MAGABUDHI_Semarang, 30 Desember 2014.
Dalam rangka memperingati 5 tahun wafatnya KH Abdurrahman Wahid atau yang lebih dikenal dengan sebutan Gus Dur, pada 30 Desember 2014 malam Pandita Magabudhi diundang oleh “Perkoempoelan Boen Hian Tong Semarang 1876” untuk menyampaikan refleksi serta pembacaan doa.
Di gedung perkumpulan yang semula didirikan oleh ethnis Tionghoa pada tahun 1876 ini, selanjutnya dinamakan Gedung Rasa Dharma di Gang Pinggir Semarang, Pandita D. Henry Basuki menyatakan kekagumannya terhadap sosok Gus Dur yang berani mengemukakan nilai nilai humanistis semasa hidupnya. Dengan adanya Gus Dur, perbedaan yang merupakan keindahan dalam masyarakat Indonesia dapat eksis. Hal mana memang sudah semestinya karena masyarakat Indonesia merupakan masyarakat majemuk, masyarakat yang bukan merupakan masyarakat serba seragam.
Dikemukakan pula oleh Pandita D. Henry Basuki bahwa kita seharusnya bisa lebih menghargai para leluhur, termasuk Gus Dur yang merupakan leluhurnya bangsa Indonesia. Penghormatan tersebut merupakan salahsatu nilai luhur bangsa, karena penghormatan terhadap leluhur serta penghormatan terhadap para guru tercantum jelas dalam kitab Negarakertagama. Satu hal lagi yang kurang dilakukan oleh sebagian besar bangsa Indonesia sebagaimana dianjurkan dalam Negarakertagama adalah melakukan puja sesuai dengan keyakinan kita, atau dalam istilah umum dikenal sebagai sembahyang atau laku peribadatan. Kita hendaknya malakukan peribadatan dengan tekun, penuh pengertian dan penuh ketulusan sehingga benar-benar bermakna. Peribadatan harus dilaksanakan dengan persiapan yang baik, bukannya sekedar seremonial yang dilakukan tergesa-gesa, sehingga tidak meningkatkan kualitas hidup.

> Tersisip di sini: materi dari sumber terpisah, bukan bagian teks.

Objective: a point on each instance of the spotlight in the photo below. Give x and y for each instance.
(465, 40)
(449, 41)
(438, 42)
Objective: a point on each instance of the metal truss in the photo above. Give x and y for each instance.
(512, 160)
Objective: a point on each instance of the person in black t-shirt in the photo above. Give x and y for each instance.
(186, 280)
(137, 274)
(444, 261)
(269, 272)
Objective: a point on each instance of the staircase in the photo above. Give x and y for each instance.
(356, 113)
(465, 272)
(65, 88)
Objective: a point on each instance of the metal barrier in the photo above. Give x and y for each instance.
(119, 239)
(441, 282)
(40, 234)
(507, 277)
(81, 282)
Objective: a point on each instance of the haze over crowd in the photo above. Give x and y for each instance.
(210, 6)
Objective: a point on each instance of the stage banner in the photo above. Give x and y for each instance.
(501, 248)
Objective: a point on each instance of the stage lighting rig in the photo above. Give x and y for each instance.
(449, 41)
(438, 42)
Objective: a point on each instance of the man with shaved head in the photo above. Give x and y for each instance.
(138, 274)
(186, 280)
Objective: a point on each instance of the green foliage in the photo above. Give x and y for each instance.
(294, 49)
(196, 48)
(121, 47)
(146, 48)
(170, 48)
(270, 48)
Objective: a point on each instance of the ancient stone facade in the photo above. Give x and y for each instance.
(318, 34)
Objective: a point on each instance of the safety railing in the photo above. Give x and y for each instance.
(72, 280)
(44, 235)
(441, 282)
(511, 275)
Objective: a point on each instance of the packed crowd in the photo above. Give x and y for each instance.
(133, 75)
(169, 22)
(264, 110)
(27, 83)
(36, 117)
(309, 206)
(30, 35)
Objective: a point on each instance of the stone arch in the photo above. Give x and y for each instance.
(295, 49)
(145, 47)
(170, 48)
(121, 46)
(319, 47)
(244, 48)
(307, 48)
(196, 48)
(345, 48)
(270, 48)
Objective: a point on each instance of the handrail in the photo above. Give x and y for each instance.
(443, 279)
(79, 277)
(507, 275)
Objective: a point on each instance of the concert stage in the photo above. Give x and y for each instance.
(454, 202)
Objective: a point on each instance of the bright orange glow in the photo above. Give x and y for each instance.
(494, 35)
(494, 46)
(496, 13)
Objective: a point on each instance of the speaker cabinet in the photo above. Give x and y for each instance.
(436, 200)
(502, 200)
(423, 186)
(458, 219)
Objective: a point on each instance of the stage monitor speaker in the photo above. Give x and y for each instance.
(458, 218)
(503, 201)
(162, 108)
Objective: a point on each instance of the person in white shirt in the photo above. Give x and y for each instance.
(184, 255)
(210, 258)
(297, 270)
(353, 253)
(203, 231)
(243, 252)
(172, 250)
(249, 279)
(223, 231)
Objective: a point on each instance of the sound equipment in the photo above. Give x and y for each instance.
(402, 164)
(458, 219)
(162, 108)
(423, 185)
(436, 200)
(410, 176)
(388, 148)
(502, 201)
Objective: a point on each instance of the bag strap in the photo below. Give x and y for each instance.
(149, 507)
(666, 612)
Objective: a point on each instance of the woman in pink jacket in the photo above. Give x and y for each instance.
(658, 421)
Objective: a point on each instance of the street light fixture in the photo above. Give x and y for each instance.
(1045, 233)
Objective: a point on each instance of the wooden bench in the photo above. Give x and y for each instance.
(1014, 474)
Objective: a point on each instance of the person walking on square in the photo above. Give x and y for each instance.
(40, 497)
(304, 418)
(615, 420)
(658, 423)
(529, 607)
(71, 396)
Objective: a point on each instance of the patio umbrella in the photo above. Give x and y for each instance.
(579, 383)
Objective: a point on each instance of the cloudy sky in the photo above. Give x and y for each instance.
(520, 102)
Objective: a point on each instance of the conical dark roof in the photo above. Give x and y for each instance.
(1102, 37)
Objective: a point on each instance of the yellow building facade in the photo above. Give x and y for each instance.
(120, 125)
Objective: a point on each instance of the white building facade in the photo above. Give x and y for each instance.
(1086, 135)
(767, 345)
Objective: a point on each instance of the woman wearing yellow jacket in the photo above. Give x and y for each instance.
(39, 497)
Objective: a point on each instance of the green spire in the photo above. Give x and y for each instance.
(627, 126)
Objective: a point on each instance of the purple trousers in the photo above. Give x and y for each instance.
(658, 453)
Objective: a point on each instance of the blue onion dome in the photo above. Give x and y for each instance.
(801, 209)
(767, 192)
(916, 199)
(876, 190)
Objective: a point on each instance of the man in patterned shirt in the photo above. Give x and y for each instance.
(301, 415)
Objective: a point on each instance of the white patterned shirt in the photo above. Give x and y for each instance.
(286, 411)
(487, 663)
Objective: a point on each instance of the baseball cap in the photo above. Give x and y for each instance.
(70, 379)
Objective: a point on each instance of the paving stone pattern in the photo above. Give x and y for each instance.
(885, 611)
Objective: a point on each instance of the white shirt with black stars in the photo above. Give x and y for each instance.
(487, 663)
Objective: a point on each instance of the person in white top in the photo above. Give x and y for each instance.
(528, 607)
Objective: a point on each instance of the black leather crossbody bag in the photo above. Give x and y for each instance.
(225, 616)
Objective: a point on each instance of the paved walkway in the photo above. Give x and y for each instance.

Setelah menyampaikan refleksi, Pandita Muda Eka Pratama Jaya Dewa, Pandita D. Henry beserta umat membacakan parita avamanggala dihadapan sinci (papan penghormatan) leluhur, diantaranya terdapat sinci Gur Dur yang diletakkan pada acara King Hoo Ping tahun 2014.
Pembacaan doa dilaksanakan secara agama Konghucu oleh Ws Sinaryo,secara agama Tao oleh Amen Wahyudi, secara agama Buddha oleh Pandita Muda Eka Pratama Jaya Dewa, secara agama Hindu oleh Pandit Nyoman Wedu, secara agama Kristen oleh Pendeta Manurung, secara agama Katolik oleh Romo Budi Purnomo Pr, serta secara agama Islam oleh Prof Abu Hafsin. Sedangkan ceramah secara agama Islam disampaikan oleh Ustad Duri Ashari.
Hadir pd acara ini Ketua FKUB Jateng, FKUB Kota Semarang, Pengurus Wilayah Nadhlatul Ulama Jateng, Pengurus Walubi Kota Semarang beserta fungsionaris pengurusnya, umat berbagai agama didalamnya generasi muda dari agama Konghucu, agama Islam serta agama Katolik.
Acara juga dihiasi dengan alunan lagukeroncong serta makan malam yang menambah suasana akrab.